Oh, and anxiety doesn't miraculously disappear the moment you hit adulthood. You can suffer from it at any age.

IloveBanff · 18/05/2017 11:26

"Op's DD could have made her need plainer at the start"

I don't understand. Do you think her father is/was unaware?

shinyredbus · 18/05/2017 11:26

if he lost - would she have taken his money? If yes - then YABU. It really does not matter that he's her daughter, it was a fair game and she knew the stakes. She's also an adult!

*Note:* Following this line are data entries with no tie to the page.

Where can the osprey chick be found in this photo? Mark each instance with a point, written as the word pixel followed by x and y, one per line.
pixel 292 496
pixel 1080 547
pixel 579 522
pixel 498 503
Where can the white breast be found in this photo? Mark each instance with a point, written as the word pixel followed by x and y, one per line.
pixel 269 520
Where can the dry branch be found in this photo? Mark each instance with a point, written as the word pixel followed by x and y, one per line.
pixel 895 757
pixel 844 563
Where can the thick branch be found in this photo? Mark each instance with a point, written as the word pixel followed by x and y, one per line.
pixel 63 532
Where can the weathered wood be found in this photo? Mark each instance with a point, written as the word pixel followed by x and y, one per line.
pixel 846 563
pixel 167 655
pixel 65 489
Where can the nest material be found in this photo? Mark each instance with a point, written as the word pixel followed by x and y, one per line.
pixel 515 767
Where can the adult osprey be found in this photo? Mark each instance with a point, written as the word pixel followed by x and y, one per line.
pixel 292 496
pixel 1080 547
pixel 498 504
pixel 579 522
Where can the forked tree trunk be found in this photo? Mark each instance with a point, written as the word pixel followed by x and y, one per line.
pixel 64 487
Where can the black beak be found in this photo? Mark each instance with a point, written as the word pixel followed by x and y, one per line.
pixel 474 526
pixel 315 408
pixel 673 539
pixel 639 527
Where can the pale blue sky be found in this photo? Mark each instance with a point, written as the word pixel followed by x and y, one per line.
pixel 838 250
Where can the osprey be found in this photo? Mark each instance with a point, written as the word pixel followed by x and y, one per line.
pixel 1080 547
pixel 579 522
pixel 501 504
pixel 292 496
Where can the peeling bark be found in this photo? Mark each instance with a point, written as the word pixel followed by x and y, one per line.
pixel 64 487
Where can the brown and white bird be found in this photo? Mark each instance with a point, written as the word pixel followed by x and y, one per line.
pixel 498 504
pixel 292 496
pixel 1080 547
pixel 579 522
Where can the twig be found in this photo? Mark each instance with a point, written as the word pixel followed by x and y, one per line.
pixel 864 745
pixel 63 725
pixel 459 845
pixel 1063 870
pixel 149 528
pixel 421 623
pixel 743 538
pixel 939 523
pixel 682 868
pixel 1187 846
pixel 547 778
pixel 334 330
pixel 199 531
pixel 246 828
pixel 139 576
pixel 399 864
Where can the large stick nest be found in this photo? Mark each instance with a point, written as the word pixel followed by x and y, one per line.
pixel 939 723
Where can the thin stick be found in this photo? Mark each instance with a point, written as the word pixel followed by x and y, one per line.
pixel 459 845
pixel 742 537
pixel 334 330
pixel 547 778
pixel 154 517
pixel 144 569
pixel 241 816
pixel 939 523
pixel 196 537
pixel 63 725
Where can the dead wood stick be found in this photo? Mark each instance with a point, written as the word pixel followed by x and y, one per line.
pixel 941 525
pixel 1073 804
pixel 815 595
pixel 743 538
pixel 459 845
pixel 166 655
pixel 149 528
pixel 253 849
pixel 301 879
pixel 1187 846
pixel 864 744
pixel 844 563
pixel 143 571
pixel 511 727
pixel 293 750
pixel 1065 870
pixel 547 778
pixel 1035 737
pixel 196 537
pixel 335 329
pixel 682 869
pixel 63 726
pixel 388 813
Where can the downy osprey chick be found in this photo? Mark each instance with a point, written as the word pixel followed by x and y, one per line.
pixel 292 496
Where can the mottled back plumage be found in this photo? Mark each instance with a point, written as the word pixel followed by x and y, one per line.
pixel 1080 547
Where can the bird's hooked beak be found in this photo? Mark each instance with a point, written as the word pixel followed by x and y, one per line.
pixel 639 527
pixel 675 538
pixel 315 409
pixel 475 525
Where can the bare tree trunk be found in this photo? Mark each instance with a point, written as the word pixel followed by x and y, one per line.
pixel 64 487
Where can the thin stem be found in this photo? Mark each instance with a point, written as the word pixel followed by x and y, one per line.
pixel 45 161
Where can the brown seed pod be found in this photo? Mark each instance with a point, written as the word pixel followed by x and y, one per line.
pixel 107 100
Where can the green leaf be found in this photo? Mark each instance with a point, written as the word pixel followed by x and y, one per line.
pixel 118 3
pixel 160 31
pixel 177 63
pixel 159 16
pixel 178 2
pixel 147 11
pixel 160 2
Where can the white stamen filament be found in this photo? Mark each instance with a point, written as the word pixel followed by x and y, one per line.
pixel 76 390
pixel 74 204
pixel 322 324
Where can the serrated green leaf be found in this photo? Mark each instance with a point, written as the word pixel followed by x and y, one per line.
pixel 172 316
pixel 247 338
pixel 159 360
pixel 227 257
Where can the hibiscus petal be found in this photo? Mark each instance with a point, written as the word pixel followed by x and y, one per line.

MaQueen · 18/05/2017 11:29

I really sometimes think I live in a different parenting universe to many on here...am amazed by some of these stone-hearted responses Shock

There's no way DH would behave like this toward our DDs, regardless of their age. He virtually worships the ground they walk on, and gets a great deal of pleasure out of 'treating' them - really can't see that ever changing, to be honest - wouldn't matter if they were 14 or 40. I'm just the same Smile

flowery · 18/05/2017 11:31

Wow. I am 41, don't suffer from anxiety and if I was going on a flight with my dad he'd automatically ask me where I'd prefer to sit. Surely most parents are the same? I can't imagine not always putting my kids first even when they're grown ups.

IloveBanff · 18/05/2017 11:32

MaQueen I quite agree. Where is the love?

Wannabe2017 · 18/05/2017 11:34

kitty - Where do I say that I speak on behalf of people with anxiety? I was reply to astonished who recommended I educate myself on what having anxiety is like!

yourcarisnotadiscovery · 18/05/2017 11:35

your DH should have understood that she needed the seat to ease her anxiety and it shouldnt have been up for grabs for RPS or for £20 - imo he should just have swapped. Even without the anxiety issue, RPS would have been fair enough but not £20 - means more to her than to him!

MaQueen · 18/05/2017 11:35

IloveBannf (my DH loves Banff for the ski-ing too) thanks...just really don't get many of the attitudes on here Hmm

My Mum is well into her 70s, but she still gets a lot of pleasure out of 'treating' me to the occasional lunch, or item of clothing. She's also very thoughtful as regards my well being etc, etc because she is still a parent.

Elphaba99 · 18/05/2017 11:35

Ah, if you love your child AND like to treat them, you're "overprotective" and they are a spoiled PFB 😬 according to some MNers.